I shrugged. ‘So what?' I said. ‘They probably went to a club.'

‘No,' he said grimly. ‘They were supposed to come back. But they couldn't. When Ricky and me went out, we found them. Lying in the alley they'd left your mate, the pianist, in. They'd both been knifed.'

‘Dead?' I said.

‘Don't know,' he said. ‘Ricky and me ran for it. But I suppose so.' He paused. ‘They didn't look well.'

Neither did he, but I didn't say anything. As for the other two, I didn't feel anything much tugging at my heart strings. A lot of good, decent young men died in the war. These may well have been stupid, pointless deaths, but, somehow, I couldn't think of Del and Billy – short though my acquaintance with them had been – as good or decent. But I was worried for Lee. Well, if I was honest, I was worried for Miss Summers.

‘And you think  . . .?' I said.

He looked at me like I was an idiot. ‘I think that your mate Lee did for them and you know all about it,' he said.

I shrugged again. ‘Why would you think that?' I said as mildly as I could manage.

Judging by the look that crossed his face, either I'd been a lot more aggressive than I'd intended or he really was a shrinking violet.

‘He was there,' he said. ‘Waving this bloody great knife. Why do you think we ran?'

‘Are you sure it was him?' I said. ‘They'd dealt with him a couple of times before without much difficulty. What would have been different this time?'

He looked at me warily, not saying anything. The accusation was in the look.

‘For the record,' I said, turning to Les and Charlie, ‘I wasn't there. And knives are not my style.' But I was thinking back to what Lee had said to me the night before. It had sounded suspiciously like knives might be
his
style.

‘No one's accusing you of anything, Tony,' Les said.
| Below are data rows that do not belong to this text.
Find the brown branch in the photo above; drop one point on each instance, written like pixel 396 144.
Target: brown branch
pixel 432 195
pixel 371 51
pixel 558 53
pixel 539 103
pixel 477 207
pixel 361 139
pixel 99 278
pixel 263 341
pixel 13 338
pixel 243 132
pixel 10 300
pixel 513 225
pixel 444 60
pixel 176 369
‘I rather think they are,' I said.

It wasn't just Philip Graham. The Mountjoys obviously thought I was involved too. And they, equally obviously, thought that I was connected, and that a corrective punishment was therefore not advisable. My thoughts strayed to Big Malc and his boss. I wondered who that might be.

‘What are you involved in, Philip?' I said.

‘Nothing,' he said.

‘Oh, come on. Why didn't you call the police?'

‘Ricky didn't think it was a good idea,' he said, looking past me.